I hope all of the parents of eleventh graders will take the opportunity to ask their children about the full-day interdisciplinary study of the Shoah which took place on Monday, March 7, and was created and orchestrated by our extraordinarily talented co-coordinator of interdisciplinary studies, Mrs. Tikvah Wiener.
The idea for the day originated with the Ivrit Department which in Grade Eleven focuses on the Shoah. Mrs. Dafna Zilberschmid, Chair of the Hebrew Language department, forged a partnership with Ulpanat Harel, a school in Nahariyah, and the two schools planned our Holocaust integration days together and followed the same curriculum.
To begin the day, the juniors watched Life is Beautiful, a fable about the Shoah. Many of you will remember that the film was somewhat controversial because too many people who had not yet seen it were offended by what on the surface appeared to be a humorous treatment of the Holocaust. In fact, it is a beautiful and heart wrenching account of the Shoah which, we think, has a poignant message for both parents and children.

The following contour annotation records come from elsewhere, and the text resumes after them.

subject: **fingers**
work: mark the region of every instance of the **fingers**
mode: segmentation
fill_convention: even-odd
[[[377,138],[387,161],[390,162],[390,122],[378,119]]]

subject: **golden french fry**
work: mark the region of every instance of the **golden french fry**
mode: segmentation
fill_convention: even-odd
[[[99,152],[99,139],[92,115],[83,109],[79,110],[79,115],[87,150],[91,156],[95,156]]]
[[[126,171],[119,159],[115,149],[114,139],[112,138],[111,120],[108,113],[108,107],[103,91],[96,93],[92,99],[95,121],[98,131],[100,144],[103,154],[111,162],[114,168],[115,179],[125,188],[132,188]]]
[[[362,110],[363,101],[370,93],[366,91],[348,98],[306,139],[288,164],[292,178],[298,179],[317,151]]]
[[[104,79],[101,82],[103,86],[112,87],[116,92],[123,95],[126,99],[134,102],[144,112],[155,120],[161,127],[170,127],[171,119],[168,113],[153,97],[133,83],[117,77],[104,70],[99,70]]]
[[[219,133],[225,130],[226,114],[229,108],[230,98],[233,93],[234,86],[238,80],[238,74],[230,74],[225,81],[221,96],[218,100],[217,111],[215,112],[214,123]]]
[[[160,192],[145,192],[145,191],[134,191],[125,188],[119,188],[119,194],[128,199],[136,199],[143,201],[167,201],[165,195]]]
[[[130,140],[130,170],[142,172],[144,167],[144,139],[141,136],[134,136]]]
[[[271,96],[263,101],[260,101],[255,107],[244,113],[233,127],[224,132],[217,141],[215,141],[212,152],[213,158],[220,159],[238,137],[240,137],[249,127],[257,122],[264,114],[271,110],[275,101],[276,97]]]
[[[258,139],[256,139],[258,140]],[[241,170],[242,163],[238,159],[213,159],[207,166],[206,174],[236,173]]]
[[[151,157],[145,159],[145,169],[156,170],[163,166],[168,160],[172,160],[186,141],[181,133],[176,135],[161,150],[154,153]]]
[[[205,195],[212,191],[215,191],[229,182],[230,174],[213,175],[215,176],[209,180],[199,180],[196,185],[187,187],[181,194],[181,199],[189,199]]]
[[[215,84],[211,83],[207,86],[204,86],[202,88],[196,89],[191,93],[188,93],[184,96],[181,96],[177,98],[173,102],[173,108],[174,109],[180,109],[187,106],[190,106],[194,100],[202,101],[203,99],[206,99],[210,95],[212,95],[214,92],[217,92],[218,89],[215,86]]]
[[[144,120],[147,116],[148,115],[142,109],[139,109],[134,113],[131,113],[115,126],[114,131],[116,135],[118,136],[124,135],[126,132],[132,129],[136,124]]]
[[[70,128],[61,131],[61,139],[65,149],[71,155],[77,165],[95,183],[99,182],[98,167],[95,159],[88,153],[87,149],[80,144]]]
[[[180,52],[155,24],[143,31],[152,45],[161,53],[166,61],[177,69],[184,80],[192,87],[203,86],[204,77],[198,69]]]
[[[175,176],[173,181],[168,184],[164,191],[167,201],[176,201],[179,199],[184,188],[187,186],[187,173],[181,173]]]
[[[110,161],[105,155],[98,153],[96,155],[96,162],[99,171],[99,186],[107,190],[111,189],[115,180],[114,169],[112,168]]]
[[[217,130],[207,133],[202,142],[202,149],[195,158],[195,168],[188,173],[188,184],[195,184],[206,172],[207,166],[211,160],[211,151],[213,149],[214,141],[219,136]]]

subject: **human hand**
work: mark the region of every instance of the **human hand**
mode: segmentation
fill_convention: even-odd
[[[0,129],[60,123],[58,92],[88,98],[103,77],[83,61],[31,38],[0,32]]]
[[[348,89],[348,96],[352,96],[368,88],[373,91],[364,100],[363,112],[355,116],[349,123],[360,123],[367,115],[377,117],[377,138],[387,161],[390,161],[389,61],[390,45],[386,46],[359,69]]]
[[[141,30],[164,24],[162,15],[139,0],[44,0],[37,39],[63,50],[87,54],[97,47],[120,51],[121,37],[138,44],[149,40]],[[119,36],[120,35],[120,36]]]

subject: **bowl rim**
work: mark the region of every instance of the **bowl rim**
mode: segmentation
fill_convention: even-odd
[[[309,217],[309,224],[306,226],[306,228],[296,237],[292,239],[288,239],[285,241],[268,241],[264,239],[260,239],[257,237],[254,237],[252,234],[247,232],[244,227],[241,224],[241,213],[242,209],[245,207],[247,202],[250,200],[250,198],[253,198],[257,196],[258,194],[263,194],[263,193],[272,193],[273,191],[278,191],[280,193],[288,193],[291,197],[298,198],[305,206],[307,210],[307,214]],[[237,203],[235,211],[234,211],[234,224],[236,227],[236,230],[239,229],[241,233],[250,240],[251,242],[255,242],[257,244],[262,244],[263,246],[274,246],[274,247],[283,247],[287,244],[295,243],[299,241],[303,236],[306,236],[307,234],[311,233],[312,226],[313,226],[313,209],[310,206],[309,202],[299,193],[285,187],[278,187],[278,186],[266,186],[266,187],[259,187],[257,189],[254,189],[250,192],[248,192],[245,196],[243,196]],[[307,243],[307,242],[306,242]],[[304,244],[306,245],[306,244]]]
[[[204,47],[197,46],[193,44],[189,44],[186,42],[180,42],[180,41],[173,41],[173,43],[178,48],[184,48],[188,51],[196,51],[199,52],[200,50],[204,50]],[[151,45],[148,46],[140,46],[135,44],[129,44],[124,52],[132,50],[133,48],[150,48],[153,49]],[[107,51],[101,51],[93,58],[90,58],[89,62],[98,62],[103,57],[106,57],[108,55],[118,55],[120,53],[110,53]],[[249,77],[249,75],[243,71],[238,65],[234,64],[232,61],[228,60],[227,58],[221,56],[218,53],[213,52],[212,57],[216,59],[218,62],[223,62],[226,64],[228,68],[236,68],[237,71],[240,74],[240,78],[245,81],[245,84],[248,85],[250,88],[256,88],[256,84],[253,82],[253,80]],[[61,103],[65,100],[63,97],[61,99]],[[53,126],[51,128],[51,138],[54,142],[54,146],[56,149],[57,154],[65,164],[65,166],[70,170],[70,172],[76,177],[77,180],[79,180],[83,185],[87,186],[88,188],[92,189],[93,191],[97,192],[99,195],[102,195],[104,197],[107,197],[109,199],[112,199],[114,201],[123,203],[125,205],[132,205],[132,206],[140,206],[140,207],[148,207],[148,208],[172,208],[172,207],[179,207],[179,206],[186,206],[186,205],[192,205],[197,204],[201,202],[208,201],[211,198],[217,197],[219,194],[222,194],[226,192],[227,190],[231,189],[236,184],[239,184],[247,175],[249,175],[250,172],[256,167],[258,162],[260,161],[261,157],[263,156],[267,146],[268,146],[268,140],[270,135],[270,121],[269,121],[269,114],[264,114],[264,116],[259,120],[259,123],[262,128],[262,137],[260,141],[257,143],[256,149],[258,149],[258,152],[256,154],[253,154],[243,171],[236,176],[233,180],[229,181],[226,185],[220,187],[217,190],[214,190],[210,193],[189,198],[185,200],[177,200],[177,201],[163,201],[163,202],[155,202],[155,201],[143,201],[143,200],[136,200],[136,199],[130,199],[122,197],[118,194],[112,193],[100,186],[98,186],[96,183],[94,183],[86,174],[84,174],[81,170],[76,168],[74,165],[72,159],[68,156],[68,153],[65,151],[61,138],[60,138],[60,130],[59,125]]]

After the film students were divided into groups each of which experienced all of the following during the course of the day:
English: Dr. Anne Berkman, Mrs. Ruth Wang-Birnbaum, Mrs. Tikvah Wiener
Last week, students were assigned "The Shawl" by Cynthia Ozick, a short story about the Holocaust, and an essay from Crisis and Covenant about whether one should write fiction about the Holocaust and, if so, who has the right to do so. During today's session, students explored the question more deeply after having watched a kind of "comedy" about the Holocaust and then read interviews by Ozick, who chose to write fiction about the Shoah despite her misgivings, and by Yann Martel, a non-Jewish, non-European author, who argues that while non-fiction tells us what we need to know about the Holocaust, art helps usunderstand it.
Frisch and Ulpana students already have responses to this topic posted on the school wiki.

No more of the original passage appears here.